South Africa: Seven Fateful Surprises for Eskom CEO Maroga

Jabulani Sikhakhane

9 November 2009


column

Johannesburg — IN ITS October 2004 edition, the Harvard Business Review ran an article, Seven Surprises for New CEOs, written by competitive strategy guru Michael Porter and two of his Harvard Business School colleagues.

The seven surprises outlined by the three professors are a useful framework for examining Jacob Maroga's performance as CEO of Eskom, the state-owned electricity generator and distributor. Maroga, who has been with Eskom since 1995, became CEO in May 2007. But after less than three years in the CEO's office, Maroga hangs onto the post only by the pigmentation of his skin.

He has fallen out with the utility's board, and has lost the support of his colleagues at Eskom. Since he become CEO, five senior executives have resigned. It is believed that most resigned because they found Maroga difficult to work with.

So, where did Maroga go wrong?

The Harvard writers, I believe, have the answers. They list the seven surprises as: you can't run the company; giving orders is very costly; it is hard to know what is really going on; you are always sending a message; you are not the boss; pleasing shareholders is not the goal; and you are still only human.

"Some of the surprises for new CEOs arise from time and knowledge limitations -- there is so much to do in complex new areas, with imperfect information and never enough time," the three professors wrote.

"Others stem from unexpected and unfamiliar new roles and altered professional relationships. Still others crop up because of the paradox that the more power you have, the harder it is to use it."

Once he moves into the top office, the CEO's greatest influence is no longer direct because he or she has so many other things to attend to, especially the external demands of the job, including dealing with shareholders, investment analysts, board members, and other stakeholders.

In short, he can't run the company.

The CEO now has to rely on indirect means; all he can do is to spell out a strategy that can be easily understood by his colleagues; create structures and processes to guide, inform and reward; and set values and tone.
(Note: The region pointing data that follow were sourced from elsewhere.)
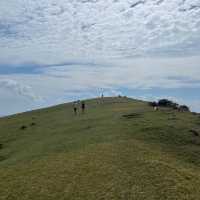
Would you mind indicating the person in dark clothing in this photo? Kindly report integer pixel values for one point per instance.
(83, 106)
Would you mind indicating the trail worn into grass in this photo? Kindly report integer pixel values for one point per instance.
(119, 149)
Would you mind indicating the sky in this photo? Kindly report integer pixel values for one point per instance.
(56, 51)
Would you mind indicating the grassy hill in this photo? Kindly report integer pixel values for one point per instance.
(119, 149)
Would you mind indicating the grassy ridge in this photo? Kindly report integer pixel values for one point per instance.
(119, 149)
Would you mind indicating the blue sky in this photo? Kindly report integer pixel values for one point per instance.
(57, 51)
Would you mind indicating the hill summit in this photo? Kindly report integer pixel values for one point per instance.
(120, 148)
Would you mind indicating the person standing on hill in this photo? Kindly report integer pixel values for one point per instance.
(83, 106)
(75, 106)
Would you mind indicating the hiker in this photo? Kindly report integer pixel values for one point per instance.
(75, 106)
(83, 106)
(155, 108)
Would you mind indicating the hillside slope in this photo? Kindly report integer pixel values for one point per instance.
(119, 149)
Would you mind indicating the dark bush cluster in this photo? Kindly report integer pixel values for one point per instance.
(169, 104)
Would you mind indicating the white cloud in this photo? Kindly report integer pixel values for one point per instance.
(18, 89)
(51, 31)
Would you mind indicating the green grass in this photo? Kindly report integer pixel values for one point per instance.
(119, 149)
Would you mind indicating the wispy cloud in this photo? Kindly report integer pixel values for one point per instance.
(49, 31)
(18, 89)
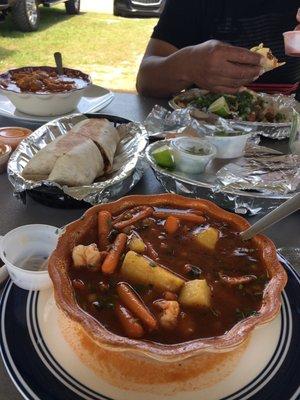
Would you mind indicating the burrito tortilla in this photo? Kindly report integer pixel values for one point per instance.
(78, 157)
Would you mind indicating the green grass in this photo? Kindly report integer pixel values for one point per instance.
(108, 48)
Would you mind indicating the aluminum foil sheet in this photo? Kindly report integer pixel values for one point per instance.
(283, 103)
(263, 172)
(208, 186)
(127, 170)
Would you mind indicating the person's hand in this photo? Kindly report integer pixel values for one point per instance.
(222, 68)
(298, 20)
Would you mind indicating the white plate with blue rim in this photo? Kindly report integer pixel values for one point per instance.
(42, 365)
(95, 98)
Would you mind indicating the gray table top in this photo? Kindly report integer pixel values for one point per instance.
(14, 213)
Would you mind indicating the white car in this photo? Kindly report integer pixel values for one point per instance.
(26, 15)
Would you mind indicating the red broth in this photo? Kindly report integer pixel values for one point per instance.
(96, 293)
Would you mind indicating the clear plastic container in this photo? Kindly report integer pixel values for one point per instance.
(191, 155)
(25, 251)
(292, 43)
(229, 146)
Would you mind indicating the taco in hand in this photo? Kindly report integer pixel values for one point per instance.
(269, 60)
"Equally important is selecting and managing the right senior management team to share the burden of running the company."

Maroga appears to have failed on all of the above; of course his failures were magnified by the urgency of the need to address Eskom's financial problems.

Porter, the Bishop William Lawrence University professor based at Harvard Business School, Jay Lorsch, the Louis Kirstein professor of human relations, and Nitin Nohria, the Richard P Chapman professor of business administration, said that even though CEOs may be flooded with information, their access to reliable information is constrained by the fact that the information that flows to the top is always filtered.

That's why some CEOs go outside the company to get information from independent sources, including customers and other CEOs. Others hire consultants who can tell them the unvarnished truth.

Consultants are also free to criticise the CEO's thinking. Maroga did hire energy consultant Susan Olsen -- but then, in the most telling indicator of his leadership style, he fired her after she had warned him, six months before last year's electricity crisis, of the utility's precarious coal supplies. The most pertinent point for Maroga that the three professors make is that the CEO must understand that he is not the boss.

A CEO may sit at the top of the management hierarchy, but he still reports to the board.

"The board hired him and can also fire him; it has the power to evaluate his performance, set his compensation, overturn his strategy, and make other major decisions."

Porter, Lorsch and Nohria advise CEOs to invest time in knowing and developing relationships with the directors, an area where Maroga appears to have failed.

Maroga's actions in recent weeks, especially the showdown with chairman Bobby Godsell, show that he was not only out of tune with his board, but didn't understand the limitations of his authority.

Despite their cinematic image as indefatigable heroes, CEOs are not supermen.

That's why they need to make "a disciplined effort to stay humble, to revisit their decisions and actions, to continue to listen to others, and to find people who will be honest and forthright".

The explanations given (privately of course) by some of the senior executives who left Eskom under Maroga's watch show that he saw himself as superman.

Sikhakhane is editor-in-chief of Destiny Man and a freelance writer.